Spinal muscular atrophy: why every newborn in England will now be tested

Every newborn baby in England is set to be screened for spinal muscular atrophy (SMA) as part of the routine heel-prick test given in the first days of life, following a decision by health officials that campaigners have been pushing for over several years. The change adds a single rare genetic disease to a panel that already checks for around a dozen conditions, from sickle cell disease to cystic fibrosis, using a few drops of blood taken from a baby's heel.
SMA is caused by a fault in a gene that produces a protein essential for the survival of motor neurons, the nerve cells that control muscle movement. Without that protein, motor neurons gradually die off, and the muscles they control weaken and waste. In its most severe and most common form, which typically appears in infants under six months old, the disease affects the ability to move, swallow and eventually breathe unaided. Historically, it has been one of the leading genetic causes of infant death.
What has changed in the past decade is not the disease itself but the arrival of treatments that can alter its course dramatically, provided they are given early enough.
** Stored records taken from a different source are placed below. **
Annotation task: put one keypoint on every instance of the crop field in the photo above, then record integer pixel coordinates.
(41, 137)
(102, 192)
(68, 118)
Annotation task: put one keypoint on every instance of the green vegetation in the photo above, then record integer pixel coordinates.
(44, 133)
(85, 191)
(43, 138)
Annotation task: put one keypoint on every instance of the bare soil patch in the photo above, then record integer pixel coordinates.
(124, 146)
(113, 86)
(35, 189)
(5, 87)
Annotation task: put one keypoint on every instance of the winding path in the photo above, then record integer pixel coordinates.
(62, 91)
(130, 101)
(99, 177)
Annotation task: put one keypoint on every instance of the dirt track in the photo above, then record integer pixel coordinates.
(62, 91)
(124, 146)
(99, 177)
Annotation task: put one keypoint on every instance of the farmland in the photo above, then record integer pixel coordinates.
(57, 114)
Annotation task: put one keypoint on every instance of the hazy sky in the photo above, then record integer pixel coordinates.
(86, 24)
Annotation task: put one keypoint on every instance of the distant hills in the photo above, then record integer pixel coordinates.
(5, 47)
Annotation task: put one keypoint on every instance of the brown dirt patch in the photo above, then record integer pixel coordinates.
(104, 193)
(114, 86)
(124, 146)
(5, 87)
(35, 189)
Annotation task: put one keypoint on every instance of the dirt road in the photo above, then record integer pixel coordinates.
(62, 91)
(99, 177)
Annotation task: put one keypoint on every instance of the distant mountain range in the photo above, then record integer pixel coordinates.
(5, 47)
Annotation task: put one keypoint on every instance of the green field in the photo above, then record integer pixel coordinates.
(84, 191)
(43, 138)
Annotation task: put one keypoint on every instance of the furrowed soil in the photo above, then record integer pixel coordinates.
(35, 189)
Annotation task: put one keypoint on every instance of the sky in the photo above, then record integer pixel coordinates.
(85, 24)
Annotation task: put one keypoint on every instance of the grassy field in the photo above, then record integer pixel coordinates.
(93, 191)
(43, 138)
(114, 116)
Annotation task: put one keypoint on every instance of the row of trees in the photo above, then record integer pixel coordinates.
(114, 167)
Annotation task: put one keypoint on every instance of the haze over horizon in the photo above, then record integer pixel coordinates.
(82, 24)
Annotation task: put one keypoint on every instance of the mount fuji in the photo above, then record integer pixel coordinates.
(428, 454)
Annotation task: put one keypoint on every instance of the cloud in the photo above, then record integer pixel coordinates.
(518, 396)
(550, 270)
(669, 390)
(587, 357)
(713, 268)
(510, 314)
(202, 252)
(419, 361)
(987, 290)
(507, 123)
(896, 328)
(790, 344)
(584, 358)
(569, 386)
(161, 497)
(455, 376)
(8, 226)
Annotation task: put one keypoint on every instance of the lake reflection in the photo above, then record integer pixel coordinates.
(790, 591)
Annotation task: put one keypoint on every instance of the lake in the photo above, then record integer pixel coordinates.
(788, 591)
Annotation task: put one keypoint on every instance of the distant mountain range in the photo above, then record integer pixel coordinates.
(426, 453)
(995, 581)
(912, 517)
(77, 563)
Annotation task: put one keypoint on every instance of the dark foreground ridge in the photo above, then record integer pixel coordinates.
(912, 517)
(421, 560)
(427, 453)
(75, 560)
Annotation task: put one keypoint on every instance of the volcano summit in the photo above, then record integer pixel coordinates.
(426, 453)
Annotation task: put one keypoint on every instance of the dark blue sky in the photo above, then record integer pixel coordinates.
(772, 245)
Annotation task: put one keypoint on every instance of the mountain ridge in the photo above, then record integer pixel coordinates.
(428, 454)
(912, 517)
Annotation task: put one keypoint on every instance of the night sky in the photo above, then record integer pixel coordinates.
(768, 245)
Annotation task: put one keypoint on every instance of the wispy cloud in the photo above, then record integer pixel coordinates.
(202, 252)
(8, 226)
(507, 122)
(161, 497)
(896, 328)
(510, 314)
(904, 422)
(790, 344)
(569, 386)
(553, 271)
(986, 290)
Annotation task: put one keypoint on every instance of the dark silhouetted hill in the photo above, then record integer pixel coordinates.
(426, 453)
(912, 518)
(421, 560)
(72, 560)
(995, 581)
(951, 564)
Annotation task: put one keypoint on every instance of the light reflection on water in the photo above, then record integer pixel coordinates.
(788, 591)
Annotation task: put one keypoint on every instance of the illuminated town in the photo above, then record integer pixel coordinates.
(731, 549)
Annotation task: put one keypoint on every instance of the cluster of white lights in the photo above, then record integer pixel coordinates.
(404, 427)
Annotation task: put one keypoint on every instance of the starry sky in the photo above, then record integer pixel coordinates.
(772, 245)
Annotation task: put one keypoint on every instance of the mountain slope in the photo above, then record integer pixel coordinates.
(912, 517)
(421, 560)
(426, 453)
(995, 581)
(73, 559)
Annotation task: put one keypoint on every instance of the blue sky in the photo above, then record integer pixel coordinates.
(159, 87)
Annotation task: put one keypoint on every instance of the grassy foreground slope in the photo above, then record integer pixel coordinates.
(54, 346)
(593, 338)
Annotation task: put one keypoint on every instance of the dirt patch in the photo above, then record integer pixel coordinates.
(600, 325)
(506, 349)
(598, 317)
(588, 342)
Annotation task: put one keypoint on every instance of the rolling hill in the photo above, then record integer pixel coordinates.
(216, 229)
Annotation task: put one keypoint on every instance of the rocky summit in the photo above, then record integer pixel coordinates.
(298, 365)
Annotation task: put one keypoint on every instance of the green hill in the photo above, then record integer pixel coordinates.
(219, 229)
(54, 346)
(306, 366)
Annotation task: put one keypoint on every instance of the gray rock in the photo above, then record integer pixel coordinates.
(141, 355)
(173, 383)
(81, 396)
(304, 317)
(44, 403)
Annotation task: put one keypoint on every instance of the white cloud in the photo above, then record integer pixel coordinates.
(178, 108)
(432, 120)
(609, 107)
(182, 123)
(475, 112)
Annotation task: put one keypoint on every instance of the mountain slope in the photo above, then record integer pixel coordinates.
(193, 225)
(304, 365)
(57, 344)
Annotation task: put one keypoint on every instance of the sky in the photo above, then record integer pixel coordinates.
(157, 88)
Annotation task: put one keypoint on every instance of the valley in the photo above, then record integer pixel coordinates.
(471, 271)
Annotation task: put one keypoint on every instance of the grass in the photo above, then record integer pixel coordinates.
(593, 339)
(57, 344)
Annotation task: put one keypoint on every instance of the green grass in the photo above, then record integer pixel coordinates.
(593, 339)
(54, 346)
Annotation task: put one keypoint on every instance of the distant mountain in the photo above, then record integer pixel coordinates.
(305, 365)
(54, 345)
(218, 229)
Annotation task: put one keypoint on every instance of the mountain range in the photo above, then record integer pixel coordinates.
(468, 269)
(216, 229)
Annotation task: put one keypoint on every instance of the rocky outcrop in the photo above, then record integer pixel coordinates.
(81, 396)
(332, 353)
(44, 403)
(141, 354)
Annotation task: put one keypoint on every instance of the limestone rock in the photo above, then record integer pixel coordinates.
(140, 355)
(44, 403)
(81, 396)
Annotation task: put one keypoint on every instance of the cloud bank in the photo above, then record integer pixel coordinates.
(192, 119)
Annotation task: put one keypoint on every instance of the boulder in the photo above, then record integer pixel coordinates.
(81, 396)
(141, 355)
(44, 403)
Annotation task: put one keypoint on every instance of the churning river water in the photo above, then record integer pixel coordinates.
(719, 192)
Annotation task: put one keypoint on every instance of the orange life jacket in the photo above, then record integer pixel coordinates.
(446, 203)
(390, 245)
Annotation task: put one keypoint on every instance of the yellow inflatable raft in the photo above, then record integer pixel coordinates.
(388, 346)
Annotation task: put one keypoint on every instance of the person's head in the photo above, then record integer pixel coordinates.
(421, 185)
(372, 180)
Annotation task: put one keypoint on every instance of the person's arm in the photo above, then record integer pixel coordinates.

Gene therapies and other drugs now approved for SMA work by restoring the missing protein or compensating for the faulty gene, and clinical evidence has shown they are far more effective when started before a baby shows any outward signs of muscle weakness. That timing problem, more than anything else, is what has driven the push for universal newborn screening.
Under the current system, a baby with SMA is typically only investigated once parents or doctors notice something is wrong, such as unusually low muscle tone, feeding difficulties or a failure to hit motor milestones like sitting up. By the time those signs are recognised and a genetic diagnosis is confirmed, irreversible nerve damage may have already occurred. Screening at birth closes that gap by identifying the genetic fault before any damage has a chance to set in.
Jesy Nelson, the singer and former member of the group Little Mix, has been a prominent voice campaigning for the change after her son was diagnosed with a related muscle condition. She described the decision to add SMA to the newborn panel as a "victory" for families who have spent years lobbying officials, arguing that the cost of screening is small compared with both the human toll of late diagnosis and the long-term costs of care for children who miss the window for early treatment.
Health officials who assessed the evidence looked at how rare the condition is, how reliably it can be detected from a blood spot, and whether an effective treatment exists that changes outcomes if given early. SMA met all three criteria, which is a higher bar than simply being a serious disease. Screening committees in several other countries, including parts of the United States and a number of European nations, have already added SMA to their own newborn panels over the past few years after reaching similar conclusions.
For parents, the practical change is minimal: the heel-prick test already involves the same small blood sample taken on a card, usually on the fifth day of a baby's life, and sent for laboratory analysis. Adding a new condition to the list does not require an extra visit or a separate procedure. What it does add is another possible outcome from a routine test that most parents never expect to return anything but reassurance.
For the small number of families each year who receive a positive result, the difference newborn screening makes is likely to be significant. Clinicians treating SMA say that infants diagnosed and treated within the first weeks of life, before any muscle weakness appears, can go on to sit, crawl and walk within a normal timeframe, outcomes that would have been considered close to impossible for the most severe form of the disease only fifteen years ago.
The rollout will take time, as laboratories adjust testing protocols and staff are trained to counsel families through a new category of possible diagnosis. But for a disease where the difference between early and late diagnosis can be the difference between a child walking unaided and a child requiring lifelong ventilation, the addition of a single extra test to an existing heel-prick card is being described by clinicians and campaigners alike as one of the more consequential quiet changes in newborn care in years.